Bob Esponja, que hasta en algún capítulo renuncia a su salario por seguir trabajando, es un empleado cuya única función de desarrollarse con plenitud es mediante el trabajo. Un trabajo que le sirve para comprar los fetiches más variados e inútiles. Un empleado que al recibir su exigua paga es feliz con lo recibido (haciendo bueno el eslogan neoliberal de que más vale un trabajo precario que otra cosa), porque así podrá comprarse unas gafas con ojos, por ejemplo. Porque para él, y esto es lo que inoculan como un virus a los niños y niñas, todo es risas y juego. Incluso el trabajo mecánico y aburrido que realiza. Trabajar para consumir, nos venden, es un círculo virtuoso como ejemplifica Bob Esponja. Y nada mejor que apoyar esa simbolización con el personaje cascarrabias y amargado de Calamardo.

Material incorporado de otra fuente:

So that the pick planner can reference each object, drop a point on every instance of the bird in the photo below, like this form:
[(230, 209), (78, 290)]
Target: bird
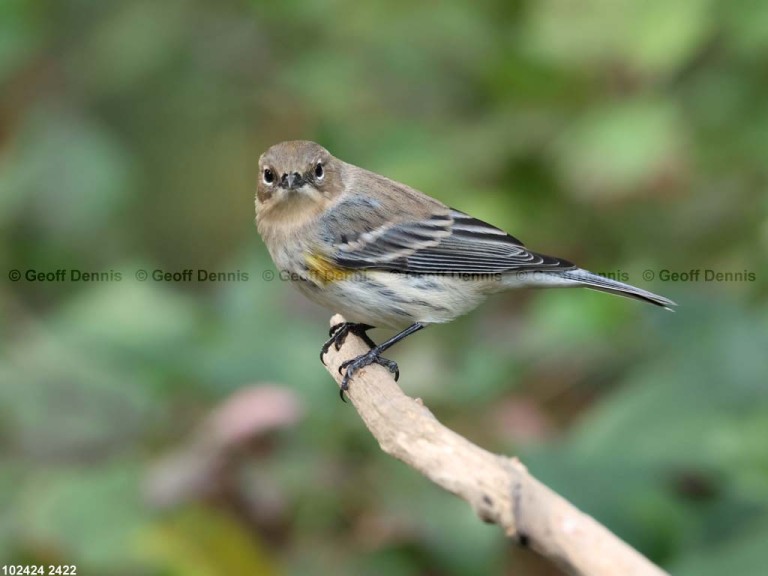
[(386, 255)]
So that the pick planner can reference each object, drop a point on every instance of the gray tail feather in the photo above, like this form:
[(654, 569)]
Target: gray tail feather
[(590, 280)]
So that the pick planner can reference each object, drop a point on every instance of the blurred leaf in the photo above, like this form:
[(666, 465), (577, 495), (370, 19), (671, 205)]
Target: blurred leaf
[(204, 542)]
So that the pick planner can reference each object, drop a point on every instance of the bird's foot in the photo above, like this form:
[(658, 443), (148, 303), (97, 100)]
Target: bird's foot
[(373, 356), (338, 334)]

Calamardo es un personaje al que señalan como poco virtuoso, enfadado, amargado y siempre de mal humos. Curiosamente es el personaje que por sus condiciones laborales, por su salario miserable, monta una huelga contra la explotación del empresario; que tiene aspiraciones artísticas y estéticas; al que no le gusta la sociedad tal y como está concebida; que lee libros, revistas, se culturiza y tiene una valoración distinta. Es el símbolo de ser de izquierdas, lo contrario a ser neoliberal que venden como idílico. Asemejan el luchar contra la clase dominante al producto de un carácter amargado y doliente. Protesta y está amargado por ser envidioso de la suerte de los demás, como hacen todos los de izquierdas. Así es presentada la imagen del proletario rebelde, frente al precario feliz.

Quien quiere cambiar la sociedad es un amargado. Las cosas son como son y así hay que aceptarlo para no amargarse, acaban por inocular desde la fábrica de socialización del neoliberalismo. El intelectualillo es un amargado por culpa del materialismo dialéctico, ese que sólo sabe ver las contradicciones sistémicas. Mientras que quien acepta el sistema tal cual es, Bob Esponja, es feliz. Es más, en otros capítulos, se hace ver que Calamardo carece por completo de fe y ello le genera males mayores. El cierre del círculo neoliberal. Todo lo material es susceptible de mercantilizarse, hasta el propio cuerpo humano. Pero si se tiene fe en dios se saldrá bien librado en el más allá. O lo que es lo mismo, la utilización de lo religioso como mecanismo evasor de una vida explotada.

Calamardo piensa, analiza, protesta y es ateo, por eso es el personaje amargado e infeliz. Los dibujos animados no son sólo un divertimento en sí, hay que tener cuidado porque inoculan caracteres y pautas sociales en el inconsciente colectivo de la infancia. En el caso de Bob Esponja es que ser un precario es bueno y genera felicidad. Pero es ser una amargado como el izquierdista (Calamardo); no tener nada en la vida (Patricio), ni trabajo; o ser un tacaño (Cangrejo). Porque, aunque dejan claro que el empresario domina como algo natural, tampoco quieren que los niños y niñas se identifiquen tan pronto con él. Primero han de aceptar ser dominados porque el dogma neoliberal necesita un precariado feliz. ¿Para qué cambiar las cosas si siendo un precario y consumidor de fetiches se obtiene la felicidad? Esa lección de vida, que no es más que un constructo bien trabajado, intentan insuflar. Bob Esponja es feliz siendo explotado ¡no te amargues como Calamardo! Pero es Calamardo quien tiene razón, no se puede ser feliz sin Justicia social en este mundo.